# Honda es6500 parts



## Mcat (Jan 3, 2020)

my company is trying to fix a Honda ES6500 generator and there is part that we need called a Fuse Unit attached to the Wire Harness. I have been on approx 25 sites all of which say part is no longer available. I have contacted a Honda parts dealer and the stated "this is a part that is no longer available" ...obviously not the help i was looking for. Any recourse to this or info to website that may know of a non OEM replacement?


----------



## tabora (Sep 6, 2018)

Are you looking for the ES6500 15A fuse holder 38211-895-003 shown below and #30 in the second diagram? It's replaced by New # 38211-ZB5-831 and can be purchased here: https://www.partspak.com/productcar...cf0ota40_32jMUG5SvbmC65vdA8ukLhoCfkcQAvD_BwE:


----------



## Mcat (Jan 3, 2020)

*ES 6500 part*

Thanks for responding but unfortunately the part in question is referred to as a Fuse unit. Part # FUSE UNIT 38236-ZA0-003 The Part is #4 on the Wire Harness diagram not the Control Box assembly (your second diagram). I'm surprised something that any parts would be unattainable, thus preventing the unit from being fixed.


----------



## tabora (Sep 6, 2018)

38236-ZA0-003 will likely need to be scavenged from a dead EL5000A or ES5500K1 or ES5500K2 or ES6500K1 or ES6500K2. I don't see any superseding number either.


----------



## RedOctobyr (Aug 8, 2018)

Mcat, I sent you a message.


----------



## ToolLover (Jan 13, 2020)

@ Mcat: I am curious as to why you do not try to repair item number 4 shown on the diagram Tabora posted.
The #4 item appears to be a wire cable. It should be repairable unless the wire is broken off even with a molded plug.
I too have one of these ES6500's. I appreciate the post of the wiring diagram.
I opened the wiring harness area to install a frequency meter.
I can say that from what I saw the area is a rat's nest of wires and I am surprised you found the cable bad.
I captured the print with"wisdom soft screenhunter 6"

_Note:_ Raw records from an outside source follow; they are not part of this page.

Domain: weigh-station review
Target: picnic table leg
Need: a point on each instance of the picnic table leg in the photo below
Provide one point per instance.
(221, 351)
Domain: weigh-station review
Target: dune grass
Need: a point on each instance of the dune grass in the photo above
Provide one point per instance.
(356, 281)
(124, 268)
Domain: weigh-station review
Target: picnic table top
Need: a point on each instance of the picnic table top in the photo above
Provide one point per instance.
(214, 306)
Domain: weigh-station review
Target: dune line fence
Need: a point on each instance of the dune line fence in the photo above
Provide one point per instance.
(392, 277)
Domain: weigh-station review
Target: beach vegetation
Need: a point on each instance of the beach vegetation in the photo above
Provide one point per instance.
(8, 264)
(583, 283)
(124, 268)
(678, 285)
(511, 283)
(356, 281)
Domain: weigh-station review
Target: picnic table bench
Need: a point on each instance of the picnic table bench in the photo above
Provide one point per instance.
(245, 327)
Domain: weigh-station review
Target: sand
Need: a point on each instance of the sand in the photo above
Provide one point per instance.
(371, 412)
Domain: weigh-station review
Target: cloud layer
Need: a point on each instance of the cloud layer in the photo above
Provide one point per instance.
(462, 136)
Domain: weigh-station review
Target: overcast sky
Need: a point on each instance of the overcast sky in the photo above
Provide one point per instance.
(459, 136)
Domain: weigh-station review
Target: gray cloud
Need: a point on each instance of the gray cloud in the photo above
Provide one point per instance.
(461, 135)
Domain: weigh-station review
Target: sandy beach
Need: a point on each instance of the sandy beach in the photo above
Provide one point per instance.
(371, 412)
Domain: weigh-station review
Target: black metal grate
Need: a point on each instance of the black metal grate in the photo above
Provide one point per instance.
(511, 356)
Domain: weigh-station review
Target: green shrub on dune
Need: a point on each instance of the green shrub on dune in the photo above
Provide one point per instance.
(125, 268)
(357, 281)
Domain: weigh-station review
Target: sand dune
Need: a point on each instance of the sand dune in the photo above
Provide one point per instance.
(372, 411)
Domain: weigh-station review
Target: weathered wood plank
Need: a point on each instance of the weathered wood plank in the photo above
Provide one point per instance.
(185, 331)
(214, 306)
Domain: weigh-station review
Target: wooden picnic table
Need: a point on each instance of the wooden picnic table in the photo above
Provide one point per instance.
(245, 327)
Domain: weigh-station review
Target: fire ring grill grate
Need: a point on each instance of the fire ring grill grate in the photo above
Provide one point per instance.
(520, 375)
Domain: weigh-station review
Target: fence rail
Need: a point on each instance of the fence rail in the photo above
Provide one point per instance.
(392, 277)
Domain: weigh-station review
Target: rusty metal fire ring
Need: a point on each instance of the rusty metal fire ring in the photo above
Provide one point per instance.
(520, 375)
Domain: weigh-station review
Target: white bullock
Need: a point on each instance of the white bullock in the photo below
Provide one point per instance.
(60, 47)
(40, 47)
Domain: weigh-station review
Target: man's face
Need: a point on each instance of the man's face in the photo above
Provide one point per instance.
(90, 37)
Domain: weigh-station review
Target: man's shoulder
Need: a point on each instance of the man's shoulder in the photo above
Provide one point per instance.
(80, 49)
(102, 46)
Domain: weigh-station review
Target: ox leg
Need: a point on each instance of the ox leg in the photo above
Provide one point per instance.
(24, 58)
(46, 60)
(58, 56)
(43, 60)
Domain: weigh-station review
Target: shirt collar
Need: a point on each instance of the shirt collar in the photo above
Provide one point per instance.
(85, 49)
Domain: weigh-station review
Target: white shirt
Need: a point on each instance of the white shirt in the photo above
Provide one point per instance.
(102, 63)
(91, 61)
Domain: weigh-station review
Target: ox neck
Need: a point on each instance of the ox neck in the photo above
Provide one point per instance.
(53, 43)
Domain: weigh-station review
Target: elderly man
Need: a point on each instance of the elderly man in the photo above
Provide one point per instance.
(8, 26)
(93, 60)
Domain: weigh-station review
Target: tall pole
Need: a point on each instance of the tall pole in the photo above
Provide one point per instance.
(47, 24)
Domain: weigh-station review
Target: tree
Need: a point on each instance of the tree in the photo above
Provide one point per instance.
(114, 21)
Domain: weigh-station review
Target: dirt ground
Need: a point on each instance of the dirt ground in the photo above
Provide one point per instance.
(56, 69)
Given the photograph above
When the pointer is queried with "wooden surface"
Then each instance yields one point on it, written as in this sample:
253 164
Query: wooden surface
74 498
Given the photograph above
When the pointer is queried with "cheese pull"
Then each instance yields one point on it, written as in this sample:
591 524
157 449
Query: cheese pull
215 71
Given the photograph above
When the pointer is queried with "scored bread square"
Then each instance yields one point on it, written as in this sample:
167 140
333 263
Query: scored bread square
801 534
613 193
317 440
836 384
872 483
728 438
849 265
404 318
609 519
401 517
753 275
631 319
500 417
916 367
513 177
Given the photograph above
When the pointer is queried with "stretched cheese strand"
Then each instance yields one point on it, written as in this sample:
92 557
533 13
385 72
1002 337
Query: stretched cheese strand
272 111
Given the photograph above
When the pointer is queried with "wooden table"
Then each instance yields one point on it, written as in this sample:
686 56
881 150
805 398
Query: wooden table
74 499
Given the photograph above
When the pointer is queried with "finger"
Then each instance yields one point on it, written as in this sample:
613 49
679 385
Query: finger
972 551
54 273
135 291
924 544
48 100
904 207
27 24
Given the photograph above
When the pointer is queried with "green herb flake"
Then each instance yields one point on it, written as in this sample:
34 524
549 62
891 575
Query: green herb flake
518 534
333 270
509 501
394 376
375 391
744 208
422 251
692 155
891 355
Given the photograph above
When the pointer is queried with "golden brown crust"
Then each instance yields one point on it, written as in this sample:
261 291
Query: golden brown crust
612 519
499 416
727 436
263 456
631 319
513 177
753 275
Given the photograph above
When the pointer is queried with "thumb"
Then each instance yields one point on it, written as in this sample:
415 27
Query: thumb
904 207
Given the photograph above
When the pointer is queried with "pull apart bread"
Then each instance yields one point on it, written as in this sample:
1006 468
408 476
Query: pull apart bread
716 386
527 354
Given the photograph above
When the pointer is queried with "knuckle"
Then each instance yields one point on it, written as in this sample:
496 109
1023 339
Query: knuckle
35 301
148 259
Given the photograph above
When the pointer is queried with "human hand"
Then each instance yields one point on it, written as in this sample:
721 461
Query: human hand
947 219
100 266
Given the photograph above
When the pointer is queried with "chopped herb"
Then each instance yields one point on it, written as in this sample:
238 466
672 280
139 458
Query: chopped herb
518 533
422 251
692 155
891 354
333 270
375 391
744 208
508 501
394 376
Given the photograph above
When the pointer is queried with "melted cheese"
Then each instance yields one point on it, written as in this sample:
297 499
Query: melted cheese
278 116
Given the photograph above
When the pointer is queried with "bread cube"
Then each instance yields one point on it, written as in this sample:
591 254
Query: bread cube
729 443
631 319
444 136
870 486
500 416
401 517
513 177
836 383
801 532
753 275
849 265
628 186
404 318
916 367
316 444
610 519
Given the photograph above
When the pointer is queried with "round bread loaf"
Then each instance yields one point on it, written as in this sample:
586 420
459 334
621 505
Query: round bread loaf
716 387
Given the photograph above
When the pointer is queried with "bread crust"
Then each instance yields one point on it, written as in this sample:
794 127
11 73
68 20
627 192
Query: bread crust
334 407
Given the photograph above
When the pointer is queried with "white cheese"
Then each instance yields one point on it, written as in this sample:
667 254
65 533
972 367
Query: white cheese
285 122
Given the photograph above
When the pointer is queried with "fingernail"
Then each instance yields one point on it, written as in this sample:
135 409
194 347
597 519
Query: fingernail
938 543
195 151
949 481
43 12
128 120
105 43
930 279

Some history on my ES6500: It was bought new in the 90's for $4800 by a deceased friend.
His widow call me and asked if I wanted to buy it.
I asked what her price was. She said $400.00.
The unit looks new as my friend took good care of it.
I installed a NG unit on it.
I still have it sitting in the corner of the garage.
My understanding is that the timing belts and the Voltage regulator are the main culprits for failure.
Good luck repairing your Honda.


----------



## tabora (Sep 6, 2018)

ToolLover said:


> @ Mcat: I am curious as to why you do not try to repair item number 4 shown on the diagram Tabora posted.
> The #4 item appears to be a wire cable. It should be repairable unless the wire is broken off even with a molded plug.


 @ToolLover: @Mcat said in post 3 above that what he needs is FUSE UNIT Part # 38236-ZA0-003, which is number 4 in this diagram:


----------